If it requires a person to spend time researching non-open source intelligence avenues then I disagree.

The point is by not doing something a company can gain something. That's not a big ask for the marketing team not to mention names in any public interface.

It's easy to assume that 'nation state' surveillance means that a sophisticated person will hunt down a piece of information. But that's actually quite a resource intensive request.

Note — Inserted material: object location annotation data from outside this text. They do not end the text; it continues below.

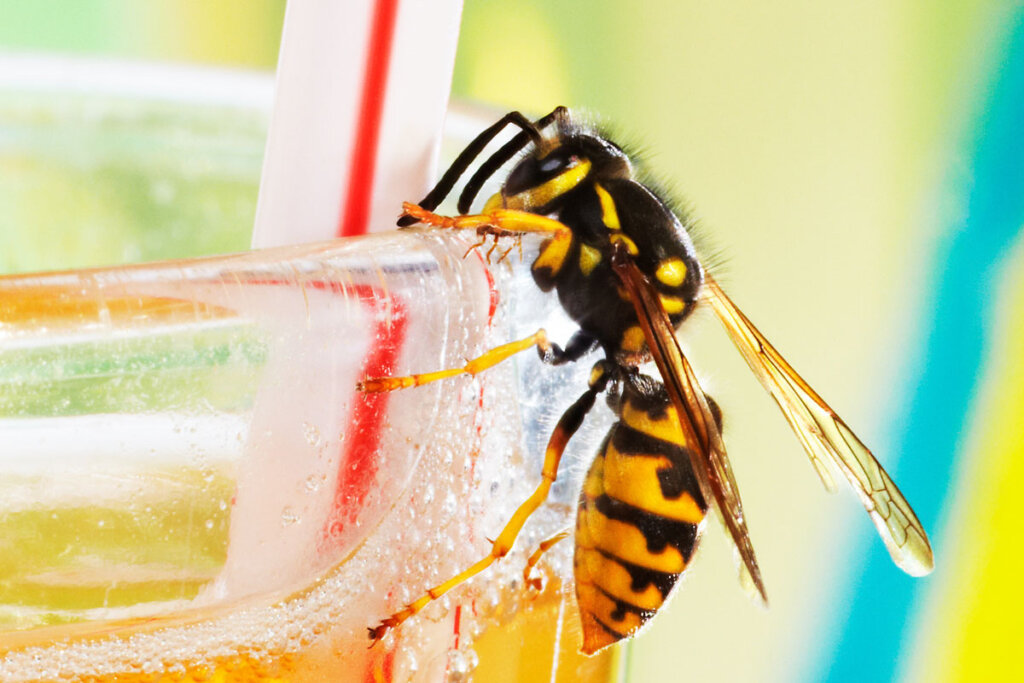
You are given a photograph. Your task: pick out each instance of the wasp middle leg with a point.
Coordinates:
(566, 427)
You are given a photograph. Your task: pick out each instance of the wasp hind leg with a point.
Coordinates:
(566, 427)
(546, 545)
(579, 345)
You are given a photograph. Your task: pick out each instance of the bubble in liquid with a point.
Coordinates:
(289, 517)
(311, 433)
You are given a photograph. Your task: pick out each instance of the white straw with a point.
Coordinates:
(321, 115)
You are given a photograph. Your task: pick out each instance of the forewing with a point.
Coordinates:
(710, 462)
(827, 439)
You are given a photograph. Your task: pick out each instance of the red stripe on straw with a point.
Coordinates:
(355, 211)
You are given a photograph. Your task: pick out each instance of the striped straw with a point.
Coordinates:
(361, 92)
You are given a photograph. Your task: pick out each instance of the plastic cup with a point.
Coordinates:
(192, 487)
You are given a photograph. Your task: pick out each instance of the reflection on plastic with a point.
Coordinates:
(190, 486)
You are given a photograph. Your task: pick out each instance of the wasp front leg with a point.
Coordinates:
(498, 222)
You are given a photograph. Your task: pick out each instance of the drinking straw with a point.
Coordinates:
(361, 90)
(361, 94)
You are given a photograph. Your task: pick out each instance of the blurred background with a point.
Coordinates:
(857, 172)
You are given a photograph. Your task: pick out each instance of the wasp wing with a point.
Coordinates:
(827, 439)
(709, 461)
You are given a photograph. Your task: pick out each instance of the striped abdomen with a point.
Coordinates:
(639, 518)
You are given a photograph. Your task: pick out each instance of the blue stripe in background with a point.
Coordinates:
(882, 601)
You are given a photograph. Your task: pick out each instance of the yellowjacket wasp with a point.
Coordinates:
(626, 270)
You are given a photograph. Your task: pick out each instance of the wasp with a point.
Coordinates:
(627, 272)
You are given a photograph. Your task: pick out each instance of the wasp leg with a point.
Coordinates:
(500, 222)
(477, 365)
(530, 133)
(567, 425)
(535, 582)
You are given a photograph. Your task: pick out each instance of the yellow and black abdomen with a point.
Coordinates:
(639, 517)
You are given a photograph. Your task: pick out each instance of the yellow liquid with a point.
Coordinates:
(542, 635)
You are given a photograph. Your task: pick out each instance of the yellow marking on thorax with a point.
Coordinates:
(589, 258)
(626, 541)
(535, 198)
(496, 201)
(614, 579)
(634, 479)
(666, 428)
(609, 216)
(672, 304)
(672, 271)
(553, 253)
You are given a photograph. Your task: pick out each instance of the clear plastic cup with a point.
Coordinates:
(192, 483)
(192, 487)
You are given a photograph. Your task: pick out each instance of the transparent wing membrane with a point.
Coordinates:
(828, 440)
(710, 462)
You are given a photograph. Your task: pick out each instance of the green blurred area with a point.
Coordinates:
(242, 33)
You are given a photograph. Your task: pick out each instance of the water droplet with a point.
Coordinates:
(311, 433)
(288, 517)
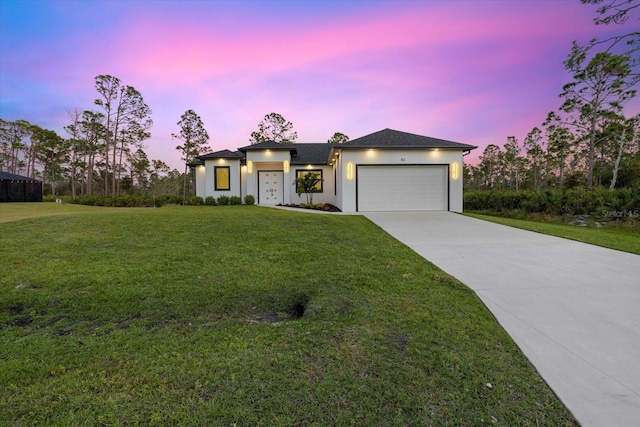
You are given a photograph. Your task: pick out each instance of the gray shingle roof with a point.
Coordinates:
(301, 154)
(389, 138)
(222, 154)
(267, 145)
(315, 154)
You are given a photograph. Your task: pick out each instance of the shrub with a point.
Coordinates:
(577, 201)
(195, 201)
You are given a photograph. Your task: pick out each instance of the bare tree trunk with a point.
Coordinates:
(617, 163)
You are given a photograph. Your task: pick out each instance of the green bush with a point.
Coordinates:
(577, 201)
(195, 201)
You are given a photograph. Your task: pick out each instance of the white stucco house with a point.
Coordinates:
(387, 170)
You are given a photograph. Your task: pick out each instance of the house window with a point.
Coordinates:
(222, 178)
(300, 173)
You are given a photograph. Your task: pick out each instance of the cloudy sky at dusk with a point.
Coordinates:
(472, 71)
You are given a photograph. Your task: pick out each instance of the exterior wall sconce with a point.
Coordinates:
(455, 170)
(350, 171)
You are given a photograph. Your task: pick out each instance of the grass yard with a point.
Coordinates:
(623, 237)
(244, 316)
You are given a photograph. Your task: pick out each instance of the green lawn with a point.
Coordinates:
(623, 237)
(246, 316)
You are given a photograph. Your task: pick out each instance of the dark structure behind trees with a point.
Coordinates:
(16, 188)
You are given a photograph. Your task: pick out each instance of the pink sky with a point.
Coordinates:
(472, 71)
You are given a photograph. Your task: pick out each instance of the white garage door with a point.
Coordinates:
(402, 188)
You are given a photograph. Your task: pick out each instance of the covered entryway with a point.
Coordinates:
(270, 187)
(402, 188)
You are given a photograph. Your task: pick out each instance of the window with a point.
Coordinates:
(300, 173)
(222, 178)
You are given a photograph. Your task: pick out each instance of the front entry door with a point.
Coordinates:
(270, 187)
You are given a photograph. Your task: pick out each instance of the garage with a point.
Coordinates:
(401, 188)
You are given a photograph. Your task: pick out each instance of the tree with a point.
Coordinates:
(488, 164)
(616, 12)
(599, 89)
(140, 168)
(275, 128)
(51, 152)
(127, 120)
(559, 142)
(533, 144)
(13, 148)
(513, 160)
(194, 137)
(338, 138)
(307, 184)
(93, 132)
(628, 132)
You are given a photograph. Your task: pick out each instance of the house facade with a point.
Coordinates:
(385, 171)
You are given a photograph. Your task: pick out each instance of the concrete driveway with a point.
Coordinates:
(573, 308)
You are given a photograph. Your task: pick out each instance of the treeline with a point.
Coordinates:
(600, 202)
(556, 157)
(101, 153)
(590, 141)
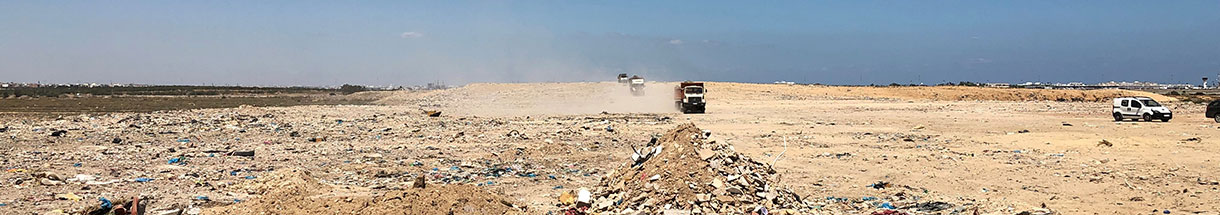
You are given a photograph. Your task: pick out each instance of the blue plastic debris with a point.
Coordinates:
(105, 203)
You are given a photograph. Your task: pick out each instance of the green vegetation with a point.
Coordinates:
(172, 91)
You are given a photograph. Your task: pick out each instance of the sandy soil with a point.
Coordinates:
(1002, 150)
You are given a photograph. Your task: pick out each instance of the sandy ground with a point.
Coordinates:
(1005, 150)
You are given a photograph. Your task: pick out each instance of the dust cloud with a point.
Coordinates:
(520, 99)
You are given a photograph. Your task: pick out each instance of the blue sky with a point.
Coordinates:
(393, 43)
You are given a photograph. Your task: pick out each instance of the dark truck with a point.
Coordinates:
(688, 97)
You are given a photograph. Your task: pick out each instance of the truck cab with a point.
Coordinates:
(637, 86)
(1140, 108)
(688, 97)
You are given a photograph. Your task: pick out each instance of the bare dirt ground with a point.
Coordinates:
(977, 149)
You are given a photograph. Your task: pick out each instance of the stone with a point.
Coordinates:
(49, 182)
(733, 191)
(583, 196)
(704, 154)
(567, 198)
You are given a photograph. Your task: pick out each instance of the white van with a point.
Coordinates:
(1140, 108)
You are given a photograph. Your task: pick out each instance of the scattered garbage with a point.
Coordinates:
(880, 185)
(1104, 143)
(724, 182)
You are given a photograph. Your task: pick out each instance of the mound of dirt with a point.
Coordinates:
(297, 192)
(683, 172)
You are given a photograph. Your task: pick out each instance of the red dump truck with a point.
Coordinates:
(688, 97)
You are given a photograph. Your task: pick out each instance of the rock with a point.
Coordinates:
(675, 211)
(603, 203)
(247, 153)
(82, 177)
(67, 197)
(420, 182)
(583, 196)
(704, 154)
(733, 191)
(49, 182)
(567, 198)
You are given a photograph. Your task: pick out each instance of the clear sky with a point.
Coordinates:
(395, 43)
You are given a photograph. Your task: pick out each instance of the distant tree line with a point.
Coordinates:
(171, 91)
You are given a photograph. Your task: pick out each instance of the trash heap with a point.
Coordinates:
(682, 172)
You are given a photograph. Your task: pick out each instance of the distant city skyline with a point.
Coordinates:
(411, 43)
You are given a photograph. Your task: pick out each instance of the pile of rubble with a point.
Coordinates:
(683, 172)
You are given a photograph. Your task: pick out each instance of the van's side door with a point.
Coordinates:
(1126, 108)
(1135, 106)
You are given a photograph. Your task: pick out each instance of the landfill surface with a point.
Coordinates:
(593, 148)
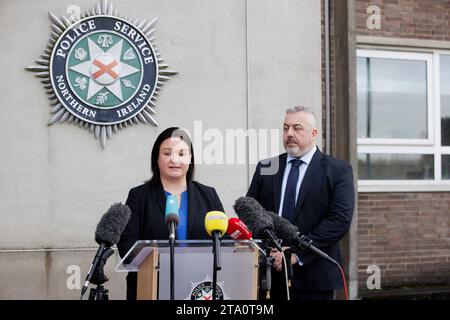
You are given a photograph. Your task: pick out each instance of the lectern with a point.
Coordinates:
(238, 279)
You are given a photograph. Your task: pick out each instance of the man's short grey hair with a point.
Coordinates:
(312, 116)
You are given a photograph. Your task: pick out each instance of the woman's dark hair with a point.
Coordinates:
(172, 132)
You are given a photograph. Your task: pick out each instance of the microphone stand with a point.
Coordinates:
(99, 278)
(172, 260)
(217, 265)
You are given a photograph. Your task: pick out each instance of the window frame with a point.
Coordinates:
(432, 145)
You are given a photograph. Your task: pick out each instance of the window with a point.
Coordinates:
(403, 120)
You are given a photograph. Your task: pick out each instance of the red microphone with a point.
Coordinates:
(238, 230)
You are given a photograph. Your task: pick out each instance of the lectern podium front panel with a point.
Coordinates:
(237, 280)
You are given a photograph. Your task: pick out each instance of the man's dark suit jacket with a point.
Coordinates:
(147, 203)
(323, 212)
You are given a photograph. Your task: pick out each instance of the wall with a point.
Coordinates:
(240, 64)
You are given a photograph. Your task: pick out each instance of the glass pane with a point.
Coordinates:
(445, 99)
(392, 98)
(395, 166)
(362, 90)
(445, 166)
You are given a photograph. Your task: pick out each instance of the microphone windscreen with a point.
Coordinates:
(253, 215)
(172, 209)
(238, 230)
(216, 221)
(285, 230)
(112, 224)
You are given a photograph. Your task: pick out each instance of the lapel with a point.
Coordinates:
(314, 168)
(278, 181)
(193, 209)
(159, 196)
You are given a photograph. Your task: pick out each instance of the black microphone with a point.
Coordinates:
(253, 215)
(291, 236)
(107, 234)
(172, 216)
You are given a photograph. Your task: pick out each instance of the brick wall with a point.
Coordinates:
(407, 235)
(417, 19)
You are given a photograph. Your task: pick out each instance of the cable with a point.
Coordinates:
(343, 280)
(285, 275)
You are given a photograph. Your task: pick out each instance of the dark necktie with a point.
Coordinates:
(289, 192)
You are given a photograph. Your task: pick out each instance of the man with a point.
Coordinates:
(314, 192)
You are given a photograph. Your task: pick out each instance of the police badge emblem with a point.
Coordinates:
(203, 290)
(102, 71)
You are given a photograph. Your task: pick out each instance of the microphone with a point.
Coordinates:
(216, 224)
(172, 216)
(107, 234)
(291, 236)
(238, 230)
(253, 214)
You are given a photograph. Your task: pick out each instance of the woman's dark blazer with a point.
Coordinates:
(147, 203)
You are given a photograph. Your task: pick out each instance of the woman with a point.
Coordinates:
(173, 170)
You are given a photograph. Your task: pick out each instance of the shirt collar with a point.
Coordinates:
(306, 157)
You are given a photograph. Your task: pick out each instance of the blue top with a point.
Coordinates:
(183, 212)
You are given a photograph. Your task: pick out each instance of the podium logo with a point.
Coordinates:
(101, 71)
(204, 290)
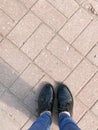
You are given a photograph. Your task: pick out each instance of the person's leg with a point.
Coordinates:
(45, 106)
(65, 108)
(43, 122)
(67, 123)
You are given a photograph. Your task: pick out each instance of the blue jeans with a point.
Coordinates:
(45, 120)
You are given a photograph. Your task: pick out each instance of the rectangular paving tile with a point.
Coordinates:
(78, 110)
(29, 123)
(80, 76)
(28, 3)
(64, 52)
(93, 55)
(14, 8)
(13, 56)
(75, 25)
(49, 14)
(89, 122)
(67, 7)
(26, 81)
(90, 93)
(87, 39)
(14, 109)
(5, 23)
(24, 29)
(95, 109)
(2, 89)
(10, 123)
(37, 41)
(52, 65)
(7, 74)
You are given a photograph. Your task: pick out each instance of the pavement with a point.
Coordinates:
(48, 41)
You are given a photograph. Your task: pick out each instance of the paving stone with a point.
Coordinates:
(13, 56)
(49, 14)
(0, 38)
(52, 65)
(2, 89)
(89, 122)
(37, 41)
(5, 23)
(14, 8)
(90, 92)
(87, 39)
(67, 7)
(80, 1)
(26, 81)
(78, 110)
(64, 52)
(75, 25)
(14, 109)
(95, 108)
(10, 123)
(93, 55)
(24, 29)
(7, 74)
(29, 123)
(28, 3)
(80, 76)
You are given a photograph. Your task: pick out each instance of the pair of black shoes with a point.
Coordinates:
(64, 99)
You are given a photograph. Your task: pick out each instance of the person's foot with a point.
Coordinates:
(46, 98)
(64, 99)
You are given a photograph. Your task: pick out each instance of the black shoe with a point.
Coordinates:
(46, 98)
(64, 99)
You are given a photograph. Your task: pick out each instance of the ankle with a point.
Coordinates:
(64, 112)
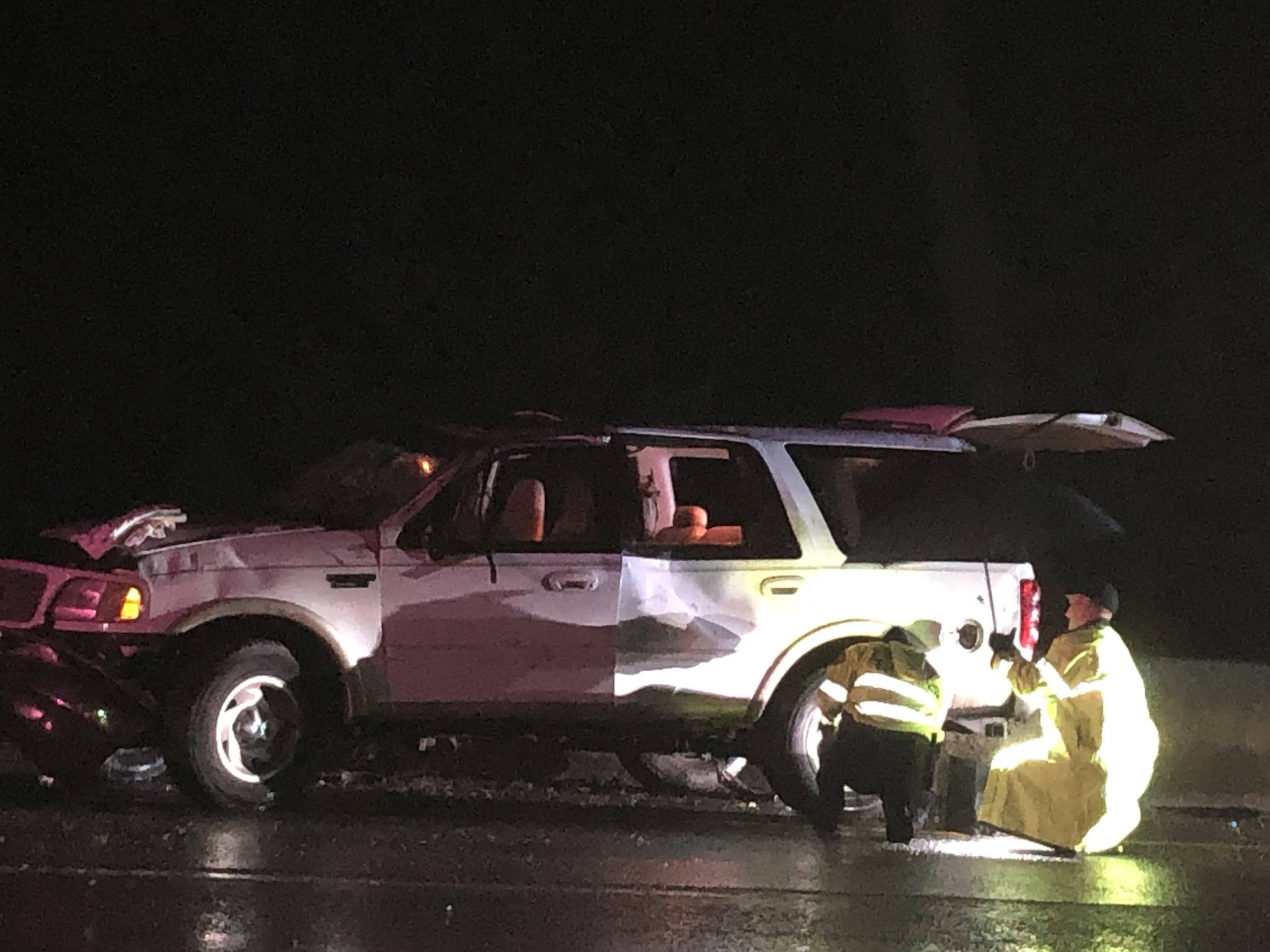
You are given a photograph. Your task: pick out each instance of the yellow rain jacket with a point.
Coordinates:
(1078, 783)
(888, 684)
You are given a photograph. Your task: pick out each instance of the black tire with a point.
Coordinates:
(235, 736)
(791, 743)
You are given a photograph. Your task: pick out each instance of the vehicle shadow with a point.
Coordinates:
(580, 806)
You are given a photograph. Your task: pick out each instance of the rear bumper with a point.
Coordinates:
(65, 714)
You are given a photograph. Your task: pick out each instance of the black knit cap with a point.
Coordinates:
(1099, 591)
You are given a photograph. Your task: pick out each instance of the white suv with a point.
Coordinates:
(658, 588)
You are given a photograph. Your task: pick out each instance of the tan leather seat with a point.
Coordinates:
(689, 526)
(523, 516)
(575, 512)
(723, 536)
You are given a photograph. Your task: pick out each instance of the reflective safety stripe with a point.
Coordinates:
(835, 691)
(893, 712)
(876, 679)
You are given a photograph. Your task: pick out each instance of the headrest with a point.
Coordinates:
(687, 517)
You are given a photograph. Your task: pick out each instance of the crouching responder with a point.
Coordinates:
(888, 728)
(1077, 786)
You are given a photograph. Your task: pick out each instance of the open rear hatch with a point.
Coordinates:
(1062, 432)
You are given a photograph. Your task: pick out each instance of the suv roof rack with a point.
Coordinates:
(934, 418)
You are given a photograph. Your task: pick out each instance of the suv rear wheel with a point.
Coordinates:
(236, 735)
(796, 729)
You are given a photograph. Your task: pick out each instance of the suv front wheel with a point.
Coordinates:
(236, 735)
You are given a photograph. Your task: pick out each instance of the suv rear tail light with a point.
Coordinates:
(1029, 614)
(98, 601)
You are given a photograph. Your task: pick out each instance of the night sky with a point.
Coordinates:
(241, 238)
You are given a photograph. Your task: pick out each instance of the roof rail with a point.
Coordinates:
(935, 418)
(531, 418)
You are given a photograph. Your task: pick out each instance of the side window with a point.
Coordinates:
(554, 499)
(859, 490)
(706, 500)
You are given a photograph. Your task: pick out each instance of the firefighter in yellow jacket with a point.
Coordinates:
(888, 726)
(1077, 786)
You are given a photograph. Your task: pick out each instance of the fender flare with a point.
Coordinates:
(275, 607)
(849, 630)
(360, 684)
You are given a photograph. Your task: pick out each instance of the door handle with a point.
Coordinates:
(572, 582)
(781, 586)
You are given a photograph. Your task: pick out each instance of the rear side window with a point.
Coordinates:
(709, 500)
(858, 490)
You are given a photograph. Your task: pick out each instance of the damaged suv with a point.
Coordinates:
(637, 588)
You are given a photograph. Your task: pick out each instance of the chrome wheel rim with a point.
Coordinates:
(807, 743)
(258, 729)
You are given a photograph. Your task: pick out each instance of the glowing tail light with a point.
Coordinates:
(98, 601)
(130, 609)
(1029, 614)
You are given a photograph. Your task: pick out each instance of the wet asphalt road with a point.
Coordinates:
(378, 870)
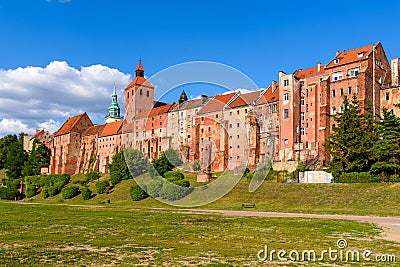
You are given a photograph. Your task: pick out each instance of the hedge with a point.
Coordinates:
(102, 187)
(86, 193)
(137, 193)
(70, 192)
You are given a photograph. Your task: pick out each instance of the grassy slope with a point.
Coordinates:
(58, 235)
(361, 199)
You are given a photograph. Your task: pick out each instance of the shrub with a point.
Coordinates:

Quickly finding someones name on publicly available resources and adding it to a list is on quite a different level than having a hacker/trained person hunt down a hidden piece of information that must be triangulated from other disparate pieces of information. And I say this having spent quite a bit of time doxxing people for fun myself - it's a time intensive activity regardless if it was ultimately easy to do. The less information available the much hard it is to do.

1 comments

But it is a pretty much a lost argument here because (1) developers aren't shielded, (2) developers are as vulnerable to social engineering as any infosec (but probably even more vulnerable if said infosec workers are very careful). The issue is the effort is neligible in a manhunt. For non-nation state actors like you and I, sure, it takes a huge effort. But if you don't everyone, then there is very little gain from hiding only people in infosec. In my experience, a lot of developers have production access. Compliance do not care if developers have access or not, auditors only care about if approval is in place and audit report can be produced without tampering. Also, in many enterprise, infosec often don't have access to actual production, they are just managing incident response process. Therefore, it is not usual to see massive social engineering, because it only takes one victim. Even if said victim has no access to most of the data, a breach in network is already a gold mine.

Also, you probably are familiar, sites like LinkedIn can be a great source for getting list of employees, and guessing company email is usually takes some effort once the attacker figures out the naming convention of email addresses.

Anyway, partial information is just as bad as full disclosure when the unhidden secrets are just as useful as the hidden one. So we either hide everything or we don't hide anything.